Une philosophie de la liberté comme celle de Rousseau ne peut en effet que postuler cette tendance fondamentale au bien qui, seule, rend l’homme pleinement responsable du mal qu’il fait. On retrouve une approche assez semblable chez Kant.
On a fait de Kant une sorte d’Augustin ou de janséniste des Lumières. C’est à tort. Son ouvrage sur La religion dans les limites de la simple raison, qui lui valut des ennuis avec la censure de l’État prussien, dit à peu près le contraire de ce que les misanthropes veulent lui faire dire en reprenant, l’air désolé, les formules sur le « mal radical » et le « bois tordu dont est fait l’humanité ». Le point de départ de ce texte est, en effet, que l’homme a certes des penchants à faire le mal, mais aussi et surtout des « dispositions originaires au bien ». Encore, ce penchant au mal doit-il être différencié. Nous pouvons faire le mal en raison de la fragilité de la nature humaine (« j’ai bien le vouloir, mais l’accomplissement fait défaut »), c'est-à-dire de la faiblesse de la volonté (le problème de « l’acrasie »). Nous pouvons encore faire le mal en mêlant des motifs impurs à la loi morale : j’observe la maxime morale mais pour de mauvaises raisons. La méchanceté ou la corruption du cœur humain ne vient qu’en troisième position des raisons que nous avons de faire le mal. C’est pourquoi
La proposition : l’homme est mauvais, ne peut d’après ce qui précède avoir un autre sens que celui-ci : il est conscient de la loi morale et il a cependant admis dans ses maximes une occasionnelle déviance par rapport à elle. (VI-32)[68]
Si on peut appeler ce penchant un « mal radical », il s’agit cependant, dit Kant, d’un mal que nous avons contracté nous-mêmes et dont, par conséquent, nous pouvons nous débarrasser.
Pour comprendre le sens des thèses kantiennes sur le « mal radical », il faut en saisir le rôle stratégique : elles sont d’abord dirigées contre les thèses de la bonté naturelle de l’homme qui aurait été perverti par la civilisation, c'est-à-dire, finalement, par l’usage de l’entendement. Donc les thèses sur le mal radical sont donc le point de départ de la défense de la civilisation, c'est-à-dire de la capacité qu’à l’homme de tirer de lui-même les moyens de s’améliorer. Et c’est pourquoi Kant s’en prend à cet autre vice qu’est la misanthropie et à ceux qui tournent en dérision l’idéal philosophique de la paix perpétuelle et l’idéal théologique de l’amélioration de tout le genre humain (cf.
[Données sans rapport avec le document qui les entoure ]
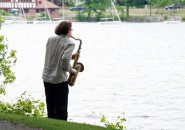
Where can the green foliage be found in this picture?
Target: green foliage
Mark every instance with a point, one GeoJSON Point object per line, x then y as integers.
{"type": "Point", "coordinates": [81, 17]}
{"type": "Point", "coordinates": [96, 7]}
{"type": "Point", "coordinates": [4, 13]}
{"type": "Point", "coordinates": [183, 18]}
{"type": "Point", "coordinates": [44, 16]}
{"type": "Point", "coordinates": [119, 124]}
{"type": "Point", "coordinates": [7, 61]}
{"type": "Point", "coordinates": [47, 123]}
{"type": "Point", "coordinates": [25, 105]}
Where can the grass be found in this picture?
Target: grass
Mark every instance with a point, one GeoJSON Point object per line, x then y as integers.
{"type": "Point", "coordinates": [47, 124]}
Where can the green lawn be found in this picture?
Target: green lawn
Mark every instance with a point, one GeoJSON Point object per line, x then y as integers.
{"type": "Point", "coordinates": [47, 124]}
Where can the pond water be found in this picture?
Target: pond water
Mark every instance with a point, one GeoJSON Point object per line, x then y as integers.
{"type": "Point", "coordinates": [135, 68]}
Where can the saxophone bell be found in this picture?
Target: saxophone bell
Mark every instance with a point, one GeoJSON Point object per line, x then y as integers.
{"type": "Point", "coordinates": [76, 65]}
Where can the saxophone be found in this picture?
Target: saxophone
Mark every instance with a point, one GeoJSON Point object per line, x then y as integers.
{"type": "Point", "coordinates": [76, 65]}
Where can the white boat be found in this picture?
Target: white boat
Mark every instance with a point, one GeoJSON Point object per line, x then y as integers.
{"type": "Point", "coordinates": [111, 20]}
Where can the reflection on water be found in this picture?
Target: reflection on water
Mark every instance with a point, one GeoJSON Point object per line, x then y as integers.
{"type": "Point", "coordinates": [133, 68]}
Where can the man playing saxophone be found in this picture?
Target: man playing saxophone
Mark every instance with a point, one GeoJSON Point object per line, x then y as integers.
{"type": "Point", "coordinates": [58, 55]}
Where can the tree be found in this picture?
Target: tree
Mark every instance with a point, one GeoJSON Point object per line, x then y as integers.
{"type": "Point", "coordinates": [96, 6]}
{"type": "Point", "coordinates": [7, 60]}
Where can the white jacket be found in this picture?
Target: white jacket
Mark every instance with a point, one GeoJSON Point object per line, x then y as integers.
{"type": "Point", "coordinates": [57, 59]}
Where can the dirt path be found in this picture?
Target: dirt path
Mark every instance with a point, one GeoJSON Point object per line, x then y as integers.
{"type": "Point", "coordinates": [5, 125]}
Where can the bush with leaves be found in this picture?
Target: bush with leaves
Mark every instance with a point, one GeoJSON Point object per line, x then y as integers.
{"type": "Point", "coordinates": [7, 61]}
{"type": "Point", "coordinates": [25, 105]}
{"type": "Point", "coordinates": [119, 124]}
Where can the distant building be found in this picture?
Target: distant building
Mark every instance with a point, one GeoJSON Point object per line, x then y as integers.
{"type": "Point", "coordinates": [31, 7]}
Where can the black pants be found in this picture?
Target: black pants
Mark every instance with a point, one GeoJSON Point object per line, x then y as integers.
{"type": "Point", "coordinates": [57, 100]}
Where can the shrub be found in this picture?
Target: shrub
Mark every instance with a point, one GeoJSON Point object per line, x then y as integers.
{"type": "Point", "coordinates": [119, 124]}
{"type": "Point", "coordinates": [25, 105]}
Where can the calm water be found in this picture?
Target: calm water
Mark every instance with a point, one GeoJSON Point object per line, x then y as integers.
{"type": "Point", "coordinates": [136, 68]}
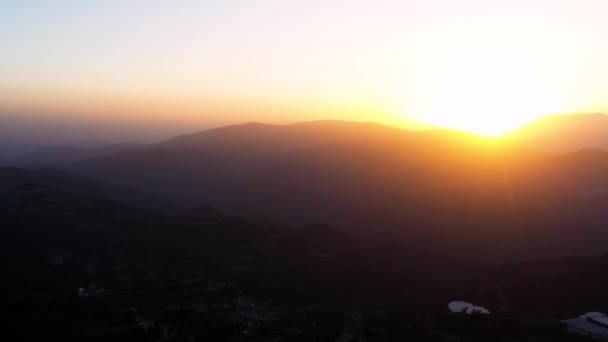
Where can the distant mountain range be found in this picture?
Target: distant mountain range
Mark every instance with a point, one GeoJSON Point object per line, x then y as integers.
{"type": "Point", "coordinates": [11, 177]}
{"type": "Point", "coordinates": [564, 133]}
{"type": "Point", "coordinates": [55, 155]}
{"type": "Point", "coordinates": [445, 191]}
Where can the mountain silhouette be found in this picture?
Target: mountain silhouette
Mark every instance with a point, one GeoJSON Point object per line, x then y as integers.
{"type": "Point", "coordinates": [11, 178]}
{"type": "Point", "coordinates": [446, 191]}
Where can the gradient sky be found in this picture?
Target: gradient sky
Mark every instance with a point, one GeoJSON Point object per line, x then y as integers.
{"type": "Point", "coordinates": [188, 62]}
VI,34).
L’exposition même de ce « mal radical » démontre plutôt qu’il n’est pas si radical que ça ! Bien que son existence puisse être prouvée empiriquement, Kant soutient que son origine ne peut résider ni dans la sensibilité et « dans les inclinations qui en dérivent », « comme on a pris l’habitude de le dire communément », ni dans la corruption de la raison législatrice. Ce que prouve le fait que
L’homme (même le plus détestable), quelles que soient les maximes dont il s’agit, ne renonce pas à la loi morale pour ainsi dire à la manière d’un rebelle (en refusant l’obéissance). La loi s’impose bien plutôt à lui de manière irrésistible en vertu de sa disposition morale ; (VI,36)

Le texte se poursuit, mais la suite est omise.